As a self-professed compulsive book purchaser, this is going to a be a huge challenge. So, to keep me on the straight and narrow, I am making my intention public and am going to report honestly on here as to how I am getting on and I am hoping that my readers, should I be fortunate enough to get any, will hold me accountable.

The rules of the challenge are quite strict. No buying books, no borrowing books, no being given books for free. No downloading e-books, either free or paid for. I am going to allow my friends and family to buy me books as presents for my birthday in May (otherwise, what an earth are they going to get me?) and Christmas. After all, there has to be some relief on the horizon, doesn’t there? But there will be limit of one book per person. And that’s it.

So, 2017 will be a year of reading from the books I already own. I have set my Goodreads reading challenge for 2017 at 100 books, which is achievable, as I tend to read a couple of books a week anyway, depending on length of book and what else is going on in my life. I will be reviewing all the books I read on this blog. There may be other posts that creep in too, about the other minutiae of my life, family, travels and whatever else pops into my head, but it will mainly be book reviews.

I guess it will be a little different from other book blogs, because I will not be reviewing any of the new, hot titles – for this year at least – but maybe this is no bad thing. Different is good, and you may still find some gems in things that are not new. Vintage is in, right? Hopefully my blog will be on trend in that way. Let’s call it literary up-cycling. Dusting the cobwebs off those old but precious novels that are laying unloved and forgotten in the dingy recesses of my TBR, ready to be given new life.

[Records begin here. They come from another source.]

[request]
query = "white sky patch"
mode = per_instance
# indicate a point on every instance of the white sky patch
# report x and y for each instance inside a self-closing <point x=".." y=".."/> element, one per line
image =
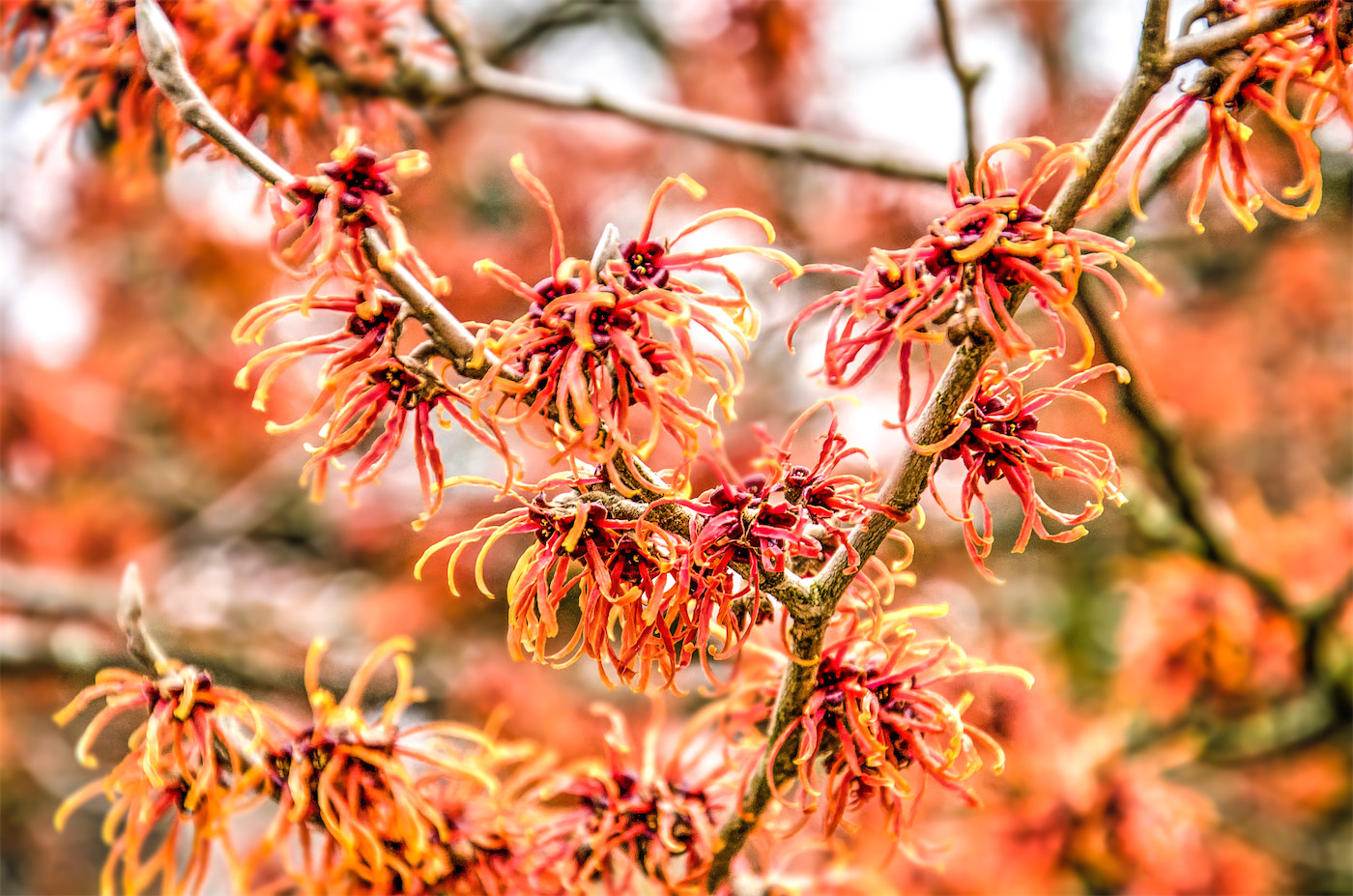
<point x="44" y="310"/>
<point x="222" y="198"/>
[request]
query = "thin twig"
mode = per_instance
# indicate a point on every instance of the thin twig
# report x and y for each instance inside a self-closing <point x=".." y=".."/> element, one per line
<point x="966" y="78"/>
<point x="1213" y="43"/>
<point x="131" y="604"/>
<point x="482" y="78"/>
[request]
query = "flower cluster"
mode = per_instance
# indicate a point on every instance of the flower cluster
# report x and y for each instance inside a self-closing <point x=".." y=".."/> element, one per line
<point x="362" y="376"/>
<point x="997" y="436"/>
<point x="633" y="821"/>
<point x="186" y="764"/>
<point x="595" y="345"/>
<point x="320" y="219"/>
<point x="963" y="275"/>
<point x="666" y="582"/>
<point x="256" y="58"/>
<point x="320" y="232"/>
<point x="877" y="727"/>
<point x="1306" y="61"/>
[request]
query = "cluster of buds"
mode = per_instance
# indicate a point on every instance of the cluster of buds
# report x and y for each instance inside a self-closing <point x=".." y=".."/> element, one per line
<point x="1306" y="61"/>
<point x="599" y="341"/>
<point x="877" y="726"/>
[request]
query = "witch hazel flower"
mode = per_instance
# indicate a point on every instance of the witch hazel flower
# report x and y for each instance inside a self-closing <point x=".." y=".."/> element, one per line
<point x="961" y="276"/>
<point x="619" y="570"/>
<point x="1305" y="64"/>
<point x="638" y="822"/>
<point x="374" y="792"/>
<point x="320" y="219"/>
<point x="362" y="378"/>
<point x="878" y="724"/>
<point x="186" y="771"/>
<point x="595" y="347"/>
<point x="997" y="437"/>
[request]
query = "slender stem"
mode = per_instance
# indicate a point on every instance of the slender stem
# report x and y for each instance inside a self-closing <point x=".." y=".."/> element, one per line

We are 3 weeks in to the year and, so far, I have held firm but it will only get tougher from here. So I am hoping you will help me. Get behind me, support me, and don’t taunt me with all the fabulous new books I am missing out on. (I have already started a list – January 2018 could be an expensive month). Most of all, I hope you will enjoy my reviews, and maybe find something you might want to read, even though it is not shiny and new in the publishing world. First review to come on Monday.

Apologies in advance to my local branch of Waterstones – I fear your profits will take a severe dip this year.